Ist es wichtig, die Antwort auf diese Fragen zu kennen? Oder geht es vor allem darum, Vertrauen zu haben, dass das, was geschieht – aus welchem Grund auch immer und von wem oder was auch immer gesteuert – genau das ist, was es sein soll. Was bei Kleinigkeiten leicht fällt, kann zur erdrückenden Herausforderung werden, wenn es darum geht, Menschen dabei zuzusehen, die einander das Leben unerträglich machen und doch nicht voneinander loskommen. Arbeiten sie ihr Karma auf? Oder verursachen sie das nächste? Worin liegt das Gute? Ist tatsächlich freier Wille am Wirken? Oder muss es so sein, um durch all die Schwierigkeiten zu lernen und zu wachsen?

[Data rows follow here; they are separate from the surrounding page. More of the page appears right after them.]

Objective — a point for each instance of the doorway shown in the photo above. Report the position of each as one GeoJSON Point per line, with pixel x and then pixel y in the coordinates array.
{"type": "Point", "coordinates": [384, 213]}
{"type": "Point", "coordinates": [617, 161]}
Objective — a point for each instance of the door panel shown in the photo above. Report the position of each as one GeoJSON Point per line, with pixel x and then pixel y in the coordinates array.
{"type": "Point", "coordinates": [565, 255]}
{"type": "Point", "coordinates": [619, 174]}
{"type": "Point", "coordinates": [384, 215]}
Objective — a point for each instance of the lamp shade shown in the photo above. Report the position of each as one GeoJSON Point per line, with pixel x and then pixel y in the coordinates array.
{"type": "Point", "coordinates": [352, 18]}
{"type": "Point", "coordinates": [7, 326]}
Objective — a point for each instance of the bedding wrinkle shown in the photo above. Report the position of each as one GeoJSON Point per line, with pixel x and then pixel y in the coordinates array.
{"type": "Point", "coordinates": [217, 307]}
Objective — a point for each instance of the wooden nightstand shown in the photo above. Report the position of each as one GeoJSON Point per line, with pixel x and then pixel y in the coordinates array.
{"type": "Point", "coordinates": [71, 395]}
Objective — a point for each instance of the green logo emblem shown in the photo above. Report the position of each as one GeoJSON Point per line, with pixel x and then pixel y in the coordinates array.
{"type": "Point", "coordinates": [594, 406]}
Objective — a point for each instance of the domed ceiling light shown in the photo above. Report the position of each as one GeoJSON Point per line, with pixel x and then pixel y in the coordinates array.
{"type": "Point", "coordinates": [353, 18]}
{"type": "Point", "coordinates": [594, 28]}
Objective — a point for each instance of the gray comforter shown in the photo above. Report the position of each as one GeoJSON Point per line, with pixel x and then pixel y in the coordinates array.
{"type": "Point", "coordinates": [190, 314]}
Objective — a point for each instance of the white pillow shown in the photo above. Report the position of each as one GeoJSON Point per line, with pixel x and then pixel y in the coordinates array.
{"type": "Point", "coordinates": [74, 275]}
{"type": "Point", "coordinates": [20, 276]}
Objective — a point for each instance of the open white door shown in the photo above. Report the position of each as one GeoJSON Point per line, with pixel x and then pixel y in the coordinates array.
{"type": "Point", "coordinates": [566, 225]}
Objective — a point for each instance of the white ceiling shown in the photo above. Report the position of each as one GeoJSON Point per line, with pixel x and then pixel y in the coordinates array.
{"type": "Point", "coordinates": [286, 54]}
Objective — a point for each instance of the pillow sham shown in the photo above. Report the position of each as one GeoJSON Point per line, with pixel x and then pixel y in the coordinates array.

Könnten wir all diese Fragen beantworten, hätten wir Erklärungen, die unsere Neugier stillen und unserem Denken Kontrolle vermitteln. Doch wir haben keine verbindlichen Antworten. Urvertrauen zu haben, wenn der Verstand den Kopf schüttelt, gleicht einem Licht, das aufbegehrt gegen jene Dunkelheit, die alles zu verschlingen droht: Zweifel, Angst, Hoffnungslosigkeit, Sinnlosigkeit.

Manche mögen Urvertrauen naiv nennen – oder realitätsfremd. Vielleicht ist es das. Vielleicht ist es aber auch nur ein vertrauensvoller Blick auf das, was morgen real sein könnte, für das Hier und Heute die Saat gelegt wird.